Few protocols have benefited from the debacle as much as SparkLend, which saw over $2.4B in net deposit inflows over the same period. Spark has historically operated with a more conservative risk framework, delisting rsETH in January and enforcing rate-limited supply and borrow caps that constrain how quickly exposure can scale.

For Aave, it remains to be seen whether making users whole is enough to earn back trust. The real challenge now is whether it can retain its position as the dominant liquidity venue over the coming months.

It’s not just Aave that has been affected. We’re already seeing second-order effects across DeFi.

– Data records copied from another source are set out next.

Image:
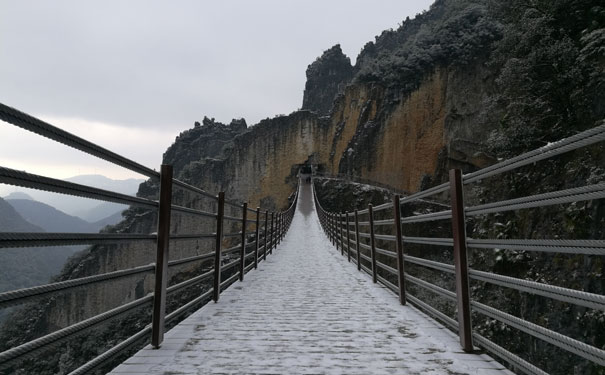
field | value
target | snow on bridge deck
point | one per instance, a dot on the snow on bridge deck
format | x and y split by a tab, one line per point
306	310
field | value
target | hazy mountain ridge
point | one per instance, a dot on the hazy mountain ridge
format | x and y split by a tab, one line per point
25	267
88	209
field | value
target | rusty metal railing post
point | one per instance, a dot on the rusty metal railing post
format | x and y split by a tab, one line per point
161	263
332	230
342	235
399	247
460	261
242	258
266	227
220	213
372	243
357	241
281	226
336	216
278	225
348	237
257	237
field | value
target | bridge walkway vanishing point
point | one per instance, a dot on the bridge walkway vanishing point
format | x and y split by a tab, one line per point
306	310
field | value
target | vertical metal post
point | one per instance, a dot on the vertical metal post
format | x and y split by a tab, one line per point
280	223
219	244
330	229
342	235
242	257
272	232
257	237
372	243
336	230
161	268
348	237
357	241
399	247
266	227
460	261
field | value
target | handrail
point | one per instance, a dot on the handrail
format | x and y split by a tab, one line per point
163	206
384	271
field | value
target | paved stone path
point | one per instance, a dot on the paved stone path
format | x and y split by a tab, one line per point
306	310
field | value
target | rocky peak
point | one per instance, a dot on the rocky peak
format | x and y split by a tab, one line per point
208	139
238	125
326	77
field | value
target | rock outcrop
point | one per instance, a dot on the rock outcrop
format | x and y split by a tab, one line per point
326	77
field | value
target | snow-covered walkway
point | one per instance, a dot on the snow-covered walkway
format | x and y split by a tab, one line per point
306	310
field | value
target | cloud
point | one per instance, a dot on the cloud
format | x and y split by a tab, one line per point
131	75
27	151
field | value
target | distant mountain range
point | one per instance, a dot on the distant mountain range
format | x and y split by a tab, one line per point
40	211
28	266
89	210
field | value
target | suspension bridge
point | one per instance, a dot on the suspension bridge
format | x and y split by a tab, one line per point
303	290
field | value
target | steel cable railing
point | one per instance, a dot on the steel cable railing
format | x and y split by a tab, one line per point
367	261
248	250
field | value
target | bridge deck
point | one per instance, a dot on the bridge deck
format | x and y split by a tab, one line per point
305	310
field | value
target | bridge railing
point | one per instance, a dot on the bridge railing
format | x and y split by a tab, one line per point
357	234
259	233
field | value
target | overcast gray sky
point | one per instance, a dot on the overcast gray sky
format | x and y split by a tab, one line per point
130	75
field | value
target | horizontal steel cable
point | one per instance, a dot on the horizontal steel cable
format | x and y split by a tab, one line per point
430	310
232	218
193	189
449	268
29	180
387	268
366	269
249	267
382	207
187	283
432	287
586	351
378	223
587	247
441	215
429	241
195	258
388	284
192	211
188	306
384	237
511	358
386	252
229	281
425	193
230	265
53	337
109	354
364	246
540	200
15	296
582	139
580	298
192	236
231	249
21	239
27	122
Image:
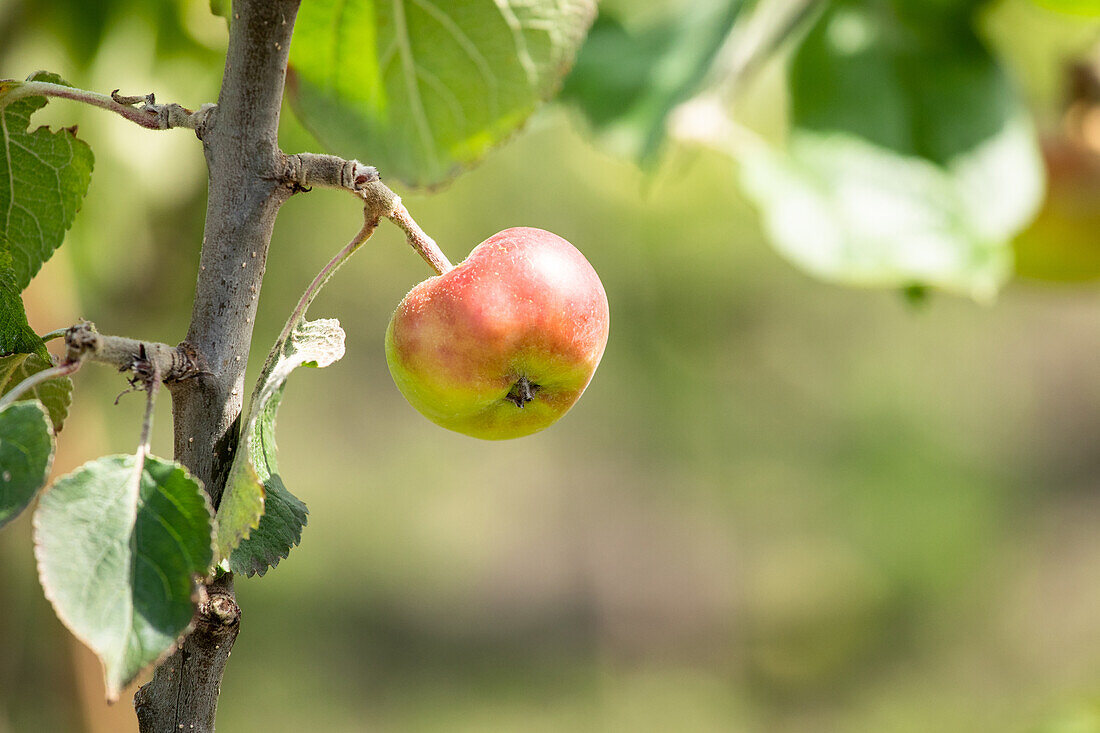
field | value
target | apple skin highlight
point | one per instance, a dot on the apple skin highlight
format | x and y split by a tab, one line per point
505	343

Ethena’s USDe saw $1.84B in redemptions last week, the second-largest weekly decline in its history. Supply now sits at $3.76B, its lowest level since November 2024. The main driver was that sUSDe loopers were pushed into unprofitable positions as borrow costs spiked well above their yield.

Similarly, EtherFi’s eETH has seen ~$300M in net outflows over the past seven days. Over the same period, the share of eETH supply wrapped as weETH (to be used across DeFi) has dropped from 95% to 87%, the lowest share since December 2024. That suggests users may be unwinding collateralized positions and reducing DeFi exposure.

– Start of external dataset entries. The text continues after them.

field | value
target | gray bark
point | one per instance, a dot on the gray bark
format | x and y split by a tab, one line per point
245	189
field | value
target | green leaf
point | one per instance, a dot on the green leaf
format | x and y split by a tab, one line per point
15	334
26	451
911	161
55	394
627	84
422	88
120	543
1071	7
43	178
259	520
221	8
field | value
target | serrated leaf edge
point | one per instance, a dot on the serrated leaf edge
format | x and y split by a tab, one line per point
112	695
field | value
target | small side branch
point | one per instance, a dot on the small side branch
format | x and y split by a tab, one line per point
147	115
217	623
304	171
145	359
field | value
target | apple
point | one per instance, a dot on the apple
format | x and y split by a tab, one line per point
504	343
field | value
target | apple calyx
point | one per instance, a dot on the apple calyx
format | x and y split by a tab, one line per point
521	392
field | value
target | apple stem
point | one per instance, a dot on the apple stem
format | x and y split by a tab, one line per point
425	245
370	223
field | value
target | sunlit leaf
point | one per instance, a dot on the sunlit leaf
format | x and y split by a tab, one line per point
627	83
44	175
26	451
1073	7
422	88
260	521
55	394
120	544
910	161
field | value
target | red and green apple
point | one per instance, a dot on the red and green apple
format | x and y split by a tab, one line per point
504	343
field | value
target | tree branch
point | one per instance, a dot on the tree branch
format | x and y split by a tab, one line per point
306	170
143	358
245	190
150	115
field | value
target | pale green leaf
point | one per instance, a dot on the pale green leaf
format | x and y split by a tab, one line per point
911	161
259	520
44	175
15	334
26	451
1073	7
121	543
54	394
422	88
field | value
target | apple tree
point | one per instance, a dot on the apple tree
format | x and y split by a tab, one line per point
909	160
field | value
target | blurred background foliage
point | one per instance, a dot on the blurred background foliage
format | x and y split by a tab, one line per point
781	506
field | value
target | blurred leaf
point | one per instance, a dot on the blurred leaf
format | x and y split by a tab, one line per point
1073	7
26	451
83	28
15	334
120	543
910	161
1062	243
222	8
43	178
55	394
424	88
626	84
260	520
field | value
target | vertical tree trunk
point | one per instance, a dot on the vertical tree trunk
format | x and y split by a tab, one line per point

If the initial shock was about bad debt, the second-order effect is about confidence.

And confidence, unlike liquidity, may be much harder to rebuild.

Carlos

Read & Listen

a16z crypto argues that stablecoins are increasingly becoming local payment infrastructure, not just cross-border dollar rails. The piece says regulation has accelerated adoption (the GENIUS Act in the US and MiCA in Europe), while data shows stablecoin commerce is broadening beyond trading into real payments, with rising merchant/card activity, higher velocity, and an estimated $350-550B of stablecoin payments last year. It also highlights that payment flows are becoming more domestic, not less: intra-country transactions have grown from about half of payment volume in early 2024 to nearly three-quarters by early 2026, while local-currency stablecoins like BRLA are gaining traction through integrations such as Brazil’s PIX. The takeaway is that stablecoins are still global by design but increasingly local in practice, evolving into general-purpose payment rails rather than just remittance or FX tools.

Joe Cho from Blockworks published a report on PreStocks arguing that tokenized pre-IPO equities are gaining traction, with PreStocks emerging as a leading Solana venue for continuous retail access to names like SpaceX, OpenAI, Anthropic, and Neuralink. The report highlights roughly $890M in cumulative volume and 1.9M trades since launch and argues that the platform is increasingly functioning as a real-time price discovery venue for these assets. At the same time, it notes that thin liquidity and a slow redemption process can create sizable premiums to offchain secondary marks, leaving the product with meaningful structural and liquidity risk.

Aerodrome Finance is the dominant DEX on Base. Launched in August 2023 by Dromos Labs, the protocol was designed from inception to serve as Base's primary liquidity layer. Its product suite spans a constant-product AMM for stable and volatile asset pairs, and Slipstream, a concentrated liquidity module closely derived from Uniswap V3 that allows LPs to deploy capital within defined price ranges for improved capital efficiency.

Aerodrome holds ~$240M in TVL, with cumulative fees since launch exceeding $322M.

The protocol is preparing a major architectural upgrade, Aero/MetaDEX03, targeting a Q2 2026 launch that will merge Aerodrome and Velodrome into a unified cross-chain DEX and introduce MEV internalization as a new revenue stream.